Senior Vice President of Finance and Chief Financial Officer

May 9, 2007

EX-32.1

EXHIBIT 32.1

CERTIFICATION (1)

Pursuant to the requirement set forth in Rule 13a-14(b) of the Securities Exchange Act of 1934, as amended (the “Exchange Act”), and Section 1350 of Chapter 63 of Title 18 of the United States Code (18 U.S.C. Section 1350), Ronald W. Barrett, Chief Executive Officer of XenoPort, Inc. (the “Company”), and William G. Harris, Senior Vice President of Finance and Chief Financial Officer of the Company, each hereby certifies that, to the best of his knowledge:

1. The Company’s Quarterly Report on Form 10-Q for the period ended March 31, 2007, to which this Certification is attached as Exhibit 32.1 (the “Periodic Report”), fully complies with the requirements of Section 13(a) or 15(d) of the Exchange Act, and

2. The information contained in the Periodic Report fairly presents, in all material respects, the financial condition and results of operations of the Company.

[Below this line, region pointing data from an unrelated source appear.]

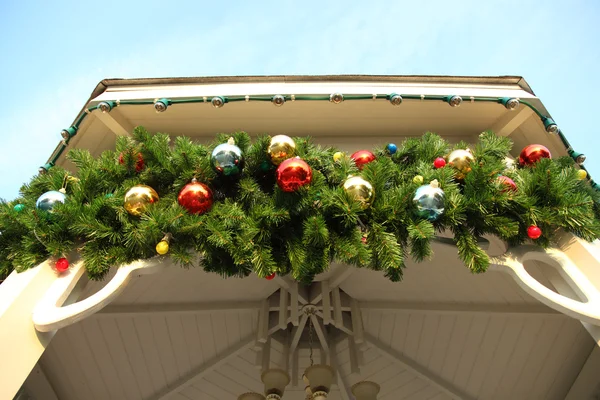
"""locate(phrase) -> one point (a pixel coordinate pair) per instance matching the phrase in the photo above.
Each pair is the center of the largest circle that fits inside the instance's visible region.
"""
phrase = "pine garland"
(253, 226)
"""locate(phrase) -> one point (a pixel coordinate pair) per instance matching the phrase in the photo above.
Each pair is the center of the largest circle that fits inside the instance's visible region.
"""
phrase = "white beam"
(357, 327)
(37, 385)
(586, 385)
(297, 333)
(341, 382)
(510, 121)
(263, 322)
(325, 302)
(464, 308)
(116, 122)
(283, 308)
(294, 306)
(417, 369)
(198, 373)
(321, 333)
(176, 308)
(337, 307)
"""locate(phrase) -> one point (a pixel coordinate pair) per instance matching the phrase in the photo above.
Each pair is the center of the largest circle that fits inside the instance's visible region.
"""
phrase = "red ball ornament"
(139, 164)
(362, 158)
(534, 232)
(439, 162)
(509, 184)
(195, 197)
(292, 174)
(532, 154)
(62, 264)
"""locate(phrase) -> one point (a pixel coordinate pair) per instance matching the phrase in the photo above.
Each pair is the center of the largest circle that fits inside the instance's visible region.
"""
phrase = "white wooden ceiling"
(441, 333)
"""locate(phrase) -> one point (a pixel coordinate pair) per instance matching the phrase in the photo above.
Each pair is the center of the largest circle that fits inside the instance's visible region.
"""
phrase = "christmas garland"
(287, 206)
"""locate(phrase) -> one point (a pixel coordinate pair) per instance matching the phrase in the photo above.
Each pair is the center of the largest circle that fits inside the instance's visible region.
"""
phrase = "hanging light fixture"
(275, 381)
(365, 390)
(251, 396)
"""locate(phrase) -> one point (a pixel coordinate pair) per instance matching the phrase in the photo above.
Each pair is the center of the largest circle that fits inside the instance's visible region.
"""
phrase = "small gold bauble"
(281, 148)
(138, 198)
(361, 190)
(162, 247)
(461, 161)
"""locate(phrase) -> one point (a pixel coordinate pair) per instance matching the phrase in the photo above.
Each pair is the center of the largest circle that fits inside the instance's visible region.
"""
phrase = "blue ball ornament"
(48, 200)
(226, 159)
(429, 200)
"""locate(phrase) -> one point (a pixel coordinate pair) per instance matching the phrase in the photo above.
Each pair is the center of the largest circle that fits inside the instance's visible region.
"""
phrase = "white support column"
(20, 343)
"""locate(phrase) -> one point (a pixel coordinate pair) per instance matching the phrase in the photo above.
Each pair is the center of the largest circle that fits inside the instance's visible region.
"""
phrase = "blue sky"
(54, 53)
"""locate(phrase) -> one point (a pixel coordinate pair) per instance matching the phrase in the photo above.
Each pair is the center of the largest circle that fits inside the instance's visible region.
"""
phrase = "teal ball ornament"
(49, 200)
(227, 159)
(429, 200)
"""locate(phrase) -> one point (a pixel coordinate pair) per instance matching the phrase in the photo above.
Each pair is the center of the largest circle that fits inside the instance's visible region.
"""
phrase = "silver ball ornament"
(429, 200)
(48, 200)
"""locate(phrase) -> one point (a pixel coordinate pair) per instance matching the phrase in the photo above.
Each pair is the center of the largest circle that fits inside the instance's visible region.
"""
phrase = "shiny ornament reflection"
(195, 197)
(49, 200)
(292, 174)
(138, 198)
(360, 190)
(429, 200)
(461, 161)
(281, 147)
(532, 154)
(362, 158)
(226, 159)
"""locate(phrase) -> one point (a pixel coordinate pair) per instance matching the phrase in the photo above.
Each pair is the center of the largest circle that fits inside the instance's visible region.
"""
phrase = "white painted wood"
(198, 373)
(112, 311)
(510, 121)
(263, 322)
(325, 302)
(459, 308)
(115, 121)
(337, 307)
(513, 260)
(417, 369)
(283, 308)
(19, 341)
(37, 385)
(48, 315)
(587, 383)
(294, 305)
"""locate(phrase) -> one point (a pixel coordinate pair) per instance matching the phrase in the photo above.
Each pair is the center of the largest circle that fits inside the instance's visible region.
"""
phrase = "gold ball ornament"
(461, 161)
(162, 247)
(281, 147)
(138, 198)
(361, 190)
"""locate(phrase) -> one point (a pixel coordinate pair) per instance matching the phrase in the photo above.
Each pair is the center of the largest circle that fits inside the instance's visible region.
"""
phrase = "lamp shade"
(320, 377)
(365, 390)
(275, 381)
(251, 396)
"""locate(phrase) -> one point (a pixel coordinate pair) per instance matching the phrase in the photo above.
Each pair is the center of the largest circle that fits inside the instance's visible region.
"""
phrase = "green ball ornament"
(49, 200)
(226, 159)
(429, 200)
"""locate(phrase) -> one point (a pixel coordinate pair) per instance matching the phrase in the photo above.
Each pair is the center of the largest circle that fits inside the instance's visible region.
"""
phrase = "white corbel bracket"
(48, 315)
(586, 311)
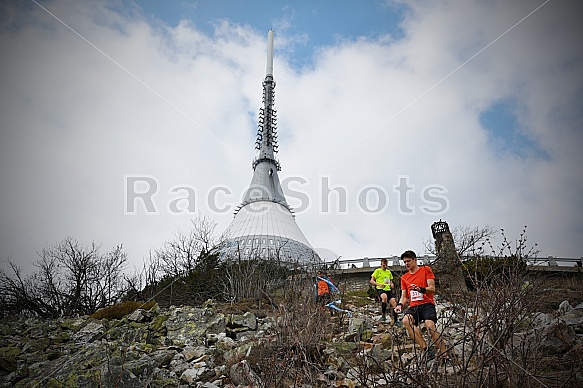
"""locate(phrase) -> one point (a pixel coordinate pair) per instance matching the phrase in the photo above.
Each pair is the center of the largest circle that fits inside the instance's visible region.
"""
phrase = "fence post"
(552, 261)
(365, 262)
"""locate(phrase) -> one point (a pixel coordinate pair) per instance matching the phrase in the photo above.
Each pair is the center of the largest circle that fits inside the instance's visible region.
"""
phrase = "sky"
(122, 121)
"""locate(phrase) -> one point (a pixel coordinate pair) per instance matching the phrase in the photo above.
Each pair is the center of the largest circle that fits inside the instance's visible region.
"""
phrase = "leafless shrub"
(71, 279)
(294, 356)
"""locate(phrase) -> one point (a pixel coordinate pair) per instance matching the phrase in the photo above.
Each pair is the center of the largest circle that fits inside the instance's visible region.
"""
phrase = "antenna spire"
(269, 70)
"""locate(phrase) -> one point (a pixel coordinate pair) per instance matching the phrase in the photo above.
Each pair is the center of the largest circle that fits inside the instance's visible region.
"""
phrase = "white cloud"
(183, 110)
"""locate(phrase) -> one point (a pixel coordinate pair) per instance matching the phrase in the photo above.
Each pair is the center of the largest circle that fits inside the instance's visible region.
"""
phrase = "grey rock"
(138, 315)
(90, 332)
(565, 307)
(247, 320)
(242, 374)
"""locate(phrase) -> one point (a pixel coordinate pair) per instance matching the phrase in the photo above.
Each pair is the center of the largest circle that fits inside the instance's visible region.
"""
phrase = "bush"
(120, 310)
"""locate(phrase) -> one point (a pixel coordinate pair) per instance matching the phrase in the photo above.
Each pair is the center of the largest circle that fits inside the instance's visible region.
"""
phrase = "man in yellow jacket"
(382, 278)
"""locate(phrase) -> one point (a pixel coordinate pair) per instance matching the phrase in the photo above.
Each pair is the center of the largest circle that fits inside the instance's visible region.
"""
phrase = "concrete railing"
(369, 262)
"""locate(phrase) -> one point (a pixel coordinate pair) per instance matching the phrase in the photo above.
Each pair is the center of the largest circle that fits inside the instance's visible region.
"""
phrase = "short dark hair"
(409, 255)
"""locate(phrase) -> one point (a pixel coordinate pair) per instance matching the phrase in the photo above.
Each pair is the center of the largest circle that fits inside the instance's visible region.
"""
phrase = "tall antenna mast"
(269, 71)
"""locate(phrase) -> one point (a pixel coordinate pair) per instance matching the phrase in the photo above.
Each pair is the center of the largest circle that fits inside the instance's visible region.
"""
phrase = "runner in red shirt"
(417, 289)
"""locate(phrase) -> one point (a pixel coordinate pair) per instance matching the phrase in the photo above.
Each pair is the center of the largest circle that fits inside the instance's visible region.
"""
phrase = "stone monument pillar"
(448, 264)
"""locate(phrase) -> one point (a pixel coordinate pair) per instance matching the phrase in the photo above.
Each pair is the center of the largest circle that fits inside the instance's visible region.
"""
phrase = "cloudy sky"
(391, 116)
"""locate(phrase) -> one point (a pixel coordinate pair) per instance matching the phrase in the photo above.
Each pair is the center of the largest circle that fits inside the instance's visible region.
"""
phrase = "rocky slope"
(208, 347)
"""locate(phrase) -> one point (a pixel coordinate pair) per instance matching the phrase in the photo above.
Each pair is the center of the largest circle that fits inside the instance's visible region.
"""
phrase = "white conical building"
(264, 225)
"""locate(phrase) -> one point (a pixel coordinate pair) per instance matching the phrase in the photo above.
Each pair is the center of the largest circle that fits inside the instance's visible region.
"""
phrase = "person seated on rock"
(323, 289)
(382, 278)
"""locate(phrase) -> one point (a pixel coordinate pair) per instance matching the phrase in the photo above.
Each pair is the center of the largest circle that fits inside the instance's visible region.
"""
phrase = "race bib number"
(416, 296)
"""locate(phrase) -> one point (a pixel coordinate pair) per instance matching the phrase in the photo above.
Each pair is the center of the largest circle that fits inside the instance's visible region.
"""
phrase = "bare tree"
(71, 279)
(184, 251)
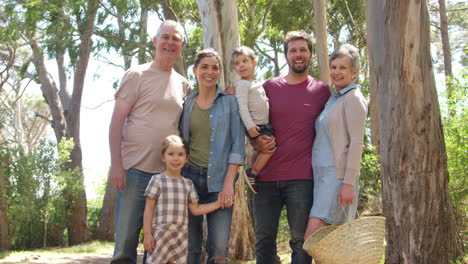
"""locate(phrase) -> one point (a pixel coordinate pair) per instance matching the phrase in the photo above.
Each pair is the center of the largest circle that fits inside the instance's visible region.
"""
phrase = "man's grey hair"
(172, 23)
(347, 50)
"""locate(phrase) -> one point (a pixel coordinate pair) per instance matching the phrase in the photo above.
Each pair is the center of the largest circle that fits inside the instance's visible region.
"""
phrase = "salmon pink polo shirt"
(293, 110)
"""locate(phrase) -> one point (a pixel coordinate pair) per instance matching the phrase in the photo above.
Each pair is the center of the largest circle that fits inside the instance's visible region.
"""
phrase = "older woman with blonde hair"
(338, 145)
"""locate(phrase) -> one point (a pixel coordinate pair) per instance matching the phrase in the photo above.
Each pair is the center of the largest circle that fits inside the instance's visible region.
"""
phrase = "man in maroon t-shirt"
(295, 102)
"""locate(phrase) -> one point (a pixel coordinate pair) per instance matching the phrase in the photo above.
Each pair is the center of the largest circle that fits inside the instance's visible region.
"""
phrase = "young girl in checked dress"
(165, 225)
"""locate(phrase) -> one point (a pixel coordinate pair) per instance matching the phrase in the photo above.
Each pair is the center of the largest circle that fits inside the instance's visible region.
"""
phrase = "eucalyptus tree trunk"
(320, 19)
(420, 222)
(142, 45)
(170, 14)
(373, 88)
(66, 119)
(106, 220)
(4, 236)
(446, 51)
(221, 32)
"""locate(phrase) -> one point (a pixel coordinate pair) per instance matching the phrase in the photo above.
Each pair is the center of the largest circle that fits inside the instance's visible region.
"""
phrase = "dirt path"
(64, 259)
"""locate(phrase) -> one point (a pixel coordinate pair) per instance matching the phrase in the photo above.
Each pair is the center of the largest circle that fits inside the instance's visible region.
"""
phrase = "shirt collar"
(346, 89)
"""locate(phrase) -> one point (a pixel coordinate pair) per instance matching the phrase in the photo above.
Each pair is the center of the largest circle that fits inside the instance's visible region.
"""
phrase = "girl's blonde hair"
(243, 50)
(174, 140)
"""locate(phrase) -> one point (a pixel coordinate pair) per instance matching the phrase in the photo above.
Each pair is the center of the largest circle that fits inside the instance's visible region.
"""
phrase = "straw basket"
(360, 241)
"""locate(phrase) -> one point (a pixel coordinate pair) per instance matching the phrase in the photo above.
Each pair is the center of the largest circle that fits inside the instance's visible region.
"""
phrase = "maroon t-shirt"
(293, 110)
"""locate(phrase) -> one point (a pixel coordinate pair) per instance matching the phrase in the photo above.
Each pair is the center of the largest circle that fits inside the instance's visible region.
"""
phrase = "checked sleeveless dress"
(170, 222)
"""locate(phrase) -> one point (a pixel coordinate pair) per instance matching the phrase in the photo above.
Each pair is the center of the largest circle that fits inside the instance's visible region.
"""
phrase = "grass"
(93, 247)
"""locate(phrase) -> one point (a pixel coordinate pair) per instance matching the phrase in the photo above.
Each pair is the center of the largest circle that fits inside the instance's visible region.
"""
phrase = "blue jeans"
(269, 200)
(129, 210)
(218, 222)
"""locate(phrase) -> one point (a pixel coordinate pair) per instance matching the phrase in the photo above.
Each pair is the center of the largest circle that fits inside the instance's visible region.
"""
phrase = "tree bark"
(4, 236)
(420, 222)
(106, 220)
(373, 88)
(78, 223)
(221, 32)
(142, 47)
(320, 19)
(169, 13)
(66, 121)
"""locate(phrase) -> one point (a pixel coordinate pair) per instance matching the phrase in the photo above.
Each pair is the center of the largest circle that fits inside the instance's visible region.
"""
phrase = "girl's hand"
(226, 196)
(253, 132)
(149, 243)
(346, 195)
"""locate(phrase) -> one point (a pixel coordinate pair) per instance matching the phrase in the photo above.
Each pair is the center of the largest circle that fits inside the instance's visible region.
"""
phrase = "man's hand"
(253, 132)
(117, 177)
(263, 143)
(346, 195)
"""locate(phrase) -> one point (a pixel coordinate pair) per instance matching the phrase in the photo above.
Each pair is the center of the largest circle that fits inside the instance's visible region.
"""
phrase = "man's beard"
(299, 69)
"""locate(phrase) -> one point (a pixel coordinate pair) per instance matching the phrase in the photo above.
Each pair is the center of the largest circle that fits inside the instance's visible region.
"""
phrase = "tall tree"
(320, 19)
(420, 224)
(60, 28)
(221, 32)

In Witness Whereof, the undersigned have set their hands hereto as of the 9th day of May, 2007.

/s/ Ronald W. Barrett  

Ronald W. Barrett 

Chief Executive Officer and Director 

/s/ William G. Harris  

William G. Harris 

Senior Vice President of Finance and Chief
Financial Officer 

(1) This certification accompanies the quarterly report on Form 10-Q to which it relates, is not deemed filed with the Securities and Exchange Commission and is not to be incorporated by reference into any filing of XenoPort, Inc. under the Securities Act of 1933, as amended, or the Securities Exchange Act of 1934, as amended (whether made before or after the date of the Form 10-Q), irrespective of any general incorporation language contained in such filing.